The place is so sloppy that I can't tell if it's getting better or worse, whether I am having a positive or negative impact on the apartment's overall level of entropy. The kitchen floor seems to be getting progressively stickier. It is impossible to ignore the fruit flies. Perhaps they stowed away in my luggage and followed me over from Poland. Or perhaps they have been here all along and I just didn't notice them when I arrived. Fruit flies become more noticeable as you go along. The Stink works the opposite way. You notice The Stink the first time you enter a room and notice it less and less every day thereafter, until the only people who smell it are those unfortunate souls who come into your room, or the people who are buying your drinks, because by then, The Stink is on you.

I'm thinking about leaving the country again. I'm approaching the possibility of life in Berlin like a starved wolf circling a visibly diseased carcass. Surviving here seems financially doable, but it only appears that way because I am not yet trying to make a living in Berlin. I am just a loafer and hobo-speculator at the moment, so I must be leaving a lot of things out of the equation. I can sit here and say, "$200 for rent. $200 for food. $200 for language school. I need $600 a month and fuck the rest." But there are always intangibles, and not just the ones people usually cite – unplanned medical disasters, travel expenses, taxes, apartment repairs – but also the True Intangibles, like Where the Hell Did it All Go? Those intangibles are multiplied twofold-and-rising by the flaccid dollar. So although the Berlin Bohemeslebens seems possible on the most abstract bohemian paper, in reality working a lot and coming home sweaty and depressed to our crumb-strewn apartment might not be so great for my psyche. It would be much easier to volunteer at an Italian winery. I would have my daily work. My host farmers would feed me three times a day and take me to the hospital if I started squirting chyme from my pores. I could stay there through the winter without having to buy any new clothes. And by the time the Peace Corps summoned me back to Blade Runner USA for my cough-and-turn, I would fly home with 500 bucks in the bank, all suntanned and lithe from months of Mediterranean cuisine and romantic farm labor.
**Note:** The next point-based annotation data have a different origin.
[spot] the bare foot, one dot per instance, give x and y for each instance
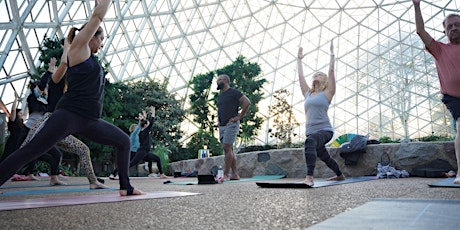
(135, 192)
(98, 185)
(341, 177)
(309, 181)
(457, 180)
(32, 177)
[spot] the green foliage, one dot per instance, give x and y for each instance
(387, 140)
(51, 47)
(243, 76)
(163, 153)
(436, 138)
(200, 107)
(123, 103)
(202, 138)
(284, 118)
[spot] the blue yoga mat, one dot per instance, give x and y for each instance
(254, 178)
(51, 191)
(446, 183)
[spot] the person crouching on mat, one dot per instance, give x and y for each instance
(318, 128)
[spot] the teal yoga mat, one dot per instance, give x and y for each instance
(318, 183)
(255, 178)
(446, 183)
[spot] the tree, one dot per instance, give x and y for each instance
(243, 76)
(284, 118)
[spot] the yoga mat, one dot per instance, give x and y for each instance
(254, 178)
(88, 199)
(29, 185)
(397, 214)
(50, 191)
(318, 183)
(446, 183)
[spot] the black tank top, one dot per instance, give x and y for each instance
(85, 89)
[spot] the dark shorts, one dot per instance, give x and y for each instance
(228, 133)
(452, 104)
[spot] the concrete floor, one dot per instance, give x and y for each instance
(222, 206)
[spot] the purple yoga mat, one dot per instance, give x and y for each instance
(89, 199)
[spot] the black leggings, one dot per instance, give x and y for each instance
(61, 124)
(144, 155)
(315, 146)
(52, 157)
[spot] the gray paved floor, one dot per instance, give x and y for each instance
(223, 206)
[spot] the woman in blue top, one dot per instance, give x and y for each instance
(79, 110)
(318, 128)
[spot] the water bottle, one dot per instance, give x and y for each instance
(220, 174)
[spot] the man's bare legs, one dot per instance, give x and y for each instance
(230, 162)
(457, 152)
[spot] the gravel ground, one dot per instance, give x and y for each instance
(240, 205)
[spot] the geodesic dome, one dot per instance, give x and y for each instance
(386, 82)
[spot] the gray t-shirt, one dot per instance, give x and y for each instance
(316, 113)
(227, 105)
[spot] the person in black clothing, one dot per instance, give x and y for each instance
(37, 109)
(56, 87)
(145, 140)
(15, 125)
(79, 110)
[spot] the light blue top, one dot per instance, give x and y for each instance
(316, 113)
(134, 137)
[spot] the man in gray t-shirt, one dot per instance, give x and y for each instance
(228, 103)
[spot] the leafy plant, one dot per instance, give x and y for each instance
(243, 76)
(284, 118)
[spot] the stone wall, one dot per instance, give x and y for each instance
(291, 162)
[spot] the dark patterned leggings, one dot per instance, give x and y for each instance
(315, 146)
(61, 124)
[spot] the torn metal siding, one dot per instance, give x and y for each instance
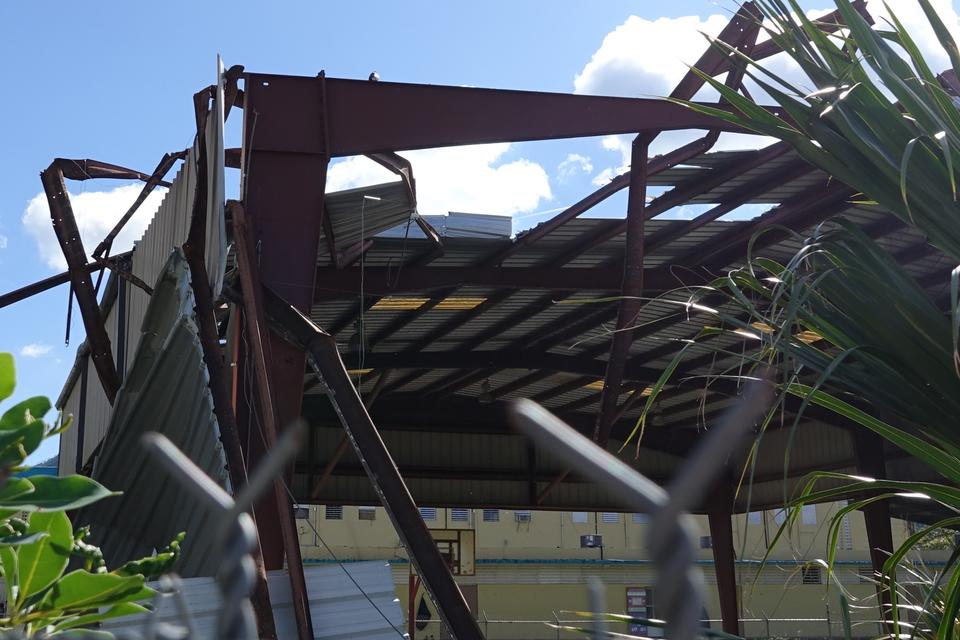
(338, 608)
(166, 391)
(167, 230)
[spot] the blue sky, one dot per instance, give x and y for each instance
(115, 84)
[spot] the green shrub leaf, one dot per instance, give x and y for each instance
(81, 590)
(43, 561)
(8, 378)
(25, 412)
(60, 494)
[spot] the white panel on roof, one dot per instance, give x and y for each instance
(338, 608)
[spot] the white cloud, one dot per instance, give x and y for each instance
(96, 212)
(573, 164)
(35, 350)
(469, 179)
(646, 58)
(916, 23)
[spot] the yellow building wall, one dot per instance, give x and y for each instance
(533, 571)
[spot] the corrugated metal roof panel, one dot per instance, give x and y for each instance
(166, 391)
(338, 608)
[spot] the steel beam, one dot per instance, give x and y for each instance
(724, 562)
(375, 117)
(871, 463)
(631, 290)
(500, 359)
(379, 466)
(219, 384)
(283, 194)
(65, 226)
(254, 322)
(46, 284)
(333, 284)
(165, 164)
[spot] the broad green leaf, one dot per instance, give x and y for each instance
(25, 412)
(42, 562)
(8, 377)
(17, 443)
(15, 488)
(20, 539)
(8, 561)
(61, 493)
(116, 611)
(81, 590)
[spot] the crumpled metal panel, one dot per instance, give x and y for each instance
(167, 230)
(166, 391)
(338, 608)
(365, 212)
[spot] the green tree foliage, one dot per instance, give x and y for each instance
(38, 543)
(848, 329)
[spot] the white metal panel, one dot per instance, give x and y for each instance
(337, 607)
(166, 391)
(216, 234)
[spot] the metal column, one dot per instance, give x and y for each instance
(724, 562)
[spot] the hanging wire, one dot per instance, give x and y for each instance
(255, 419)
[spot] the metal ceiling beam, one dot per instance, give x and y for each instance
(375, 117)
(68, 235)
(632, 289)
(46, 284)
(155, 179)
(333, 284)
(325, 360)
(254, 322)
(503, 359)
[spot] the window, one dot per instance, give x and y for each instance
(333, 512)
(846, 535)
(810, 575)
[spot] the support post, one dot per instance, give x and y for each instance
(226, 419)
(268, 411)
(282, 190)
(876, 515)
(65, 226)
(323, 357)
(724, 562)
(631, 289)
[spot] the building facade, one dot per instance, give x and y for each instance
(530, 568)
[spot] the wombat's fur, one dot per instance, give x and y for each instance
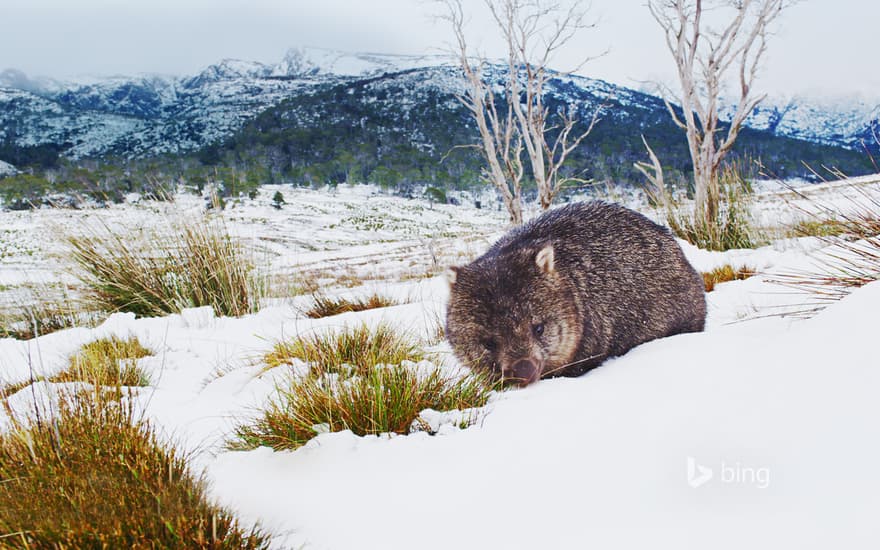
(558, 295)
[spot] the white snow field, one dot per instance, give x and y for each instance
(761, 432)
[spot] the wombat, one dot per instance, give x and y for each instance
(560, 294)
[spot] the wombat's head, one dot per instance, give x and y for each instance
(513, 315)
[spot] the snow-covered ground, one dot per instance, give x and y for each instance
(760, 432)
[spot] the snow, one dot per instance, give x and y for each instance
(782, 412)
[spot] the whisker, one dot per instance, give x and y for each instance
(572, 364)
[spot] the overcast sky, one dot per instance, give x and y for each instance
(823, 46)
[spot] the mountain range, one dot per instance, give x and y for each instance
(234, 106)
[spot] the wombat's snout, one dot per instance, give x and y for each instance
(522, 373)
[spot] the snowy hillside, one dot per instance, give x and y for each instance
(7, 169)
(850, 121)
(147, 115)
(758, 433)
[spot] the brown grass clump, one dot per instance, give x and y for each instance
(44, 310)
(93, 477)
(732, 226)
(324, 306)
(380, 400)
(851, 258)
(195, 263)
(356, 382)
(104, 362)
(344, 352)
(107, 362)
(725, 273)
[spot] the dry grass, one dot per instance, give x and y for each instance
(732, 226)
(724, 274)
(196, 263)
(325, 306)
(353, 350)
(356, 382)
(105, 362)
(94, 477)
(43, 310)
(379, 400)
(851, 258)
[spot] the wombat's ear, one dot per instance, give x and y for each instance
(544, 259)
(452, 275)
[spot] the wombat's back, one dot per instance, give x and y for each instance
(637, 284)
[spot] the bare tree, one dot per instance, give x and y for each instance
(654, 173)
(533, 30)
(500, 141)
(703, 56)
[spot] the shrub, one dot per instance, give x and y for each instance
(817, 228)
(732, 226)
(104, 362)
(324, 306)
(91, 477)
(352, 350)
(851, 258)
(378, 400)
(725, 273)
(107, 362)
(43, 311)
(197, 263)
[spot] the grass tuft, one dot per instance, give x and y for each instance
(105, 362)
(380, 400)
(325, 306)
(43, 311)
(724, 274)
(91, 477)
(352, 350)
(732, 225)
(197, 263)
(851, 258)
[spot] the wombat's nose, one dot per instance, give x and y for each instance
(522, 372)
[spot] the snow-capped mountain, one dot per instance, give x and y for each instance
(832, 120)
(150, 114)
(7, 169)
(147, 115)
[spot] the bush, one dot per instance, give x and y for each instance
(43, 311)
(851, 258)
(107, 362)
(197, 263)
(724, 274)
(104, 362)
(91, 477)
(352, 350)
(378, 400)
(324, 306)
(732, 226)
(356, 382)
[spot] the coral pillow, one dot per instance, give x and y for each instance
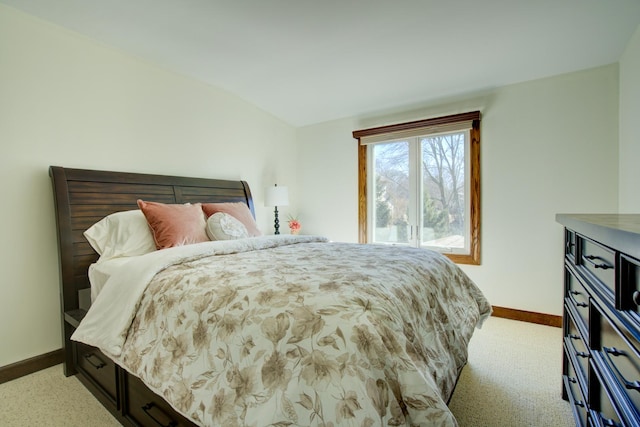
(174, 224)
(238, 210)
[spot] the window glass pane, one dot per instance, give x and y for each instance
(444, 216)
(391, 192)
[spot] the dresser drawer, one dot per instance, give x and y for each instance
(144, 407)
(576, 400)
(604, 412)
(577, 350)
(619, 361)
(628, 293)
(577, 299)
(598, 261)
(99, 368)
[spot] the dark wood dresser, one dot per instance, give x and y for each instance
(601, 318)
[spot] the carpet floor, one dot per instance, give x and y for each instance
(513, 378)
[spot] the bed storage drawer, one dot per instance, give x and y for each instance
(98, 368)
(145, 408)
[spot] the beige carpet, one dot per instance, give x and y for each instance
(513, 378)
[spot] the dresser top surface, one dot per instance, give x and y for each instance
(618, 231)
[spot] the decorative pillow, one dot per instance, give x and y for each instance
(222, 226)
(121, 234)
(174, 224)
(238, 210)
I need to shut down this computer. Staying inside is driving me mad. I'm going to kidnap Ben and take him out for a ridiculous night in the Valley of the Turkish Whores.


That was July 4th. At that point in time, Ben and I were still going out on the town. Our credit hadn't yet crunched. Today I had planned on writing a pretentious rant about teaching the present continuous tense, but for our purposes, I think it would be better for me to continue regurgitating Berlin stories until I am fresh out of them. Then the pretentious rants will continue.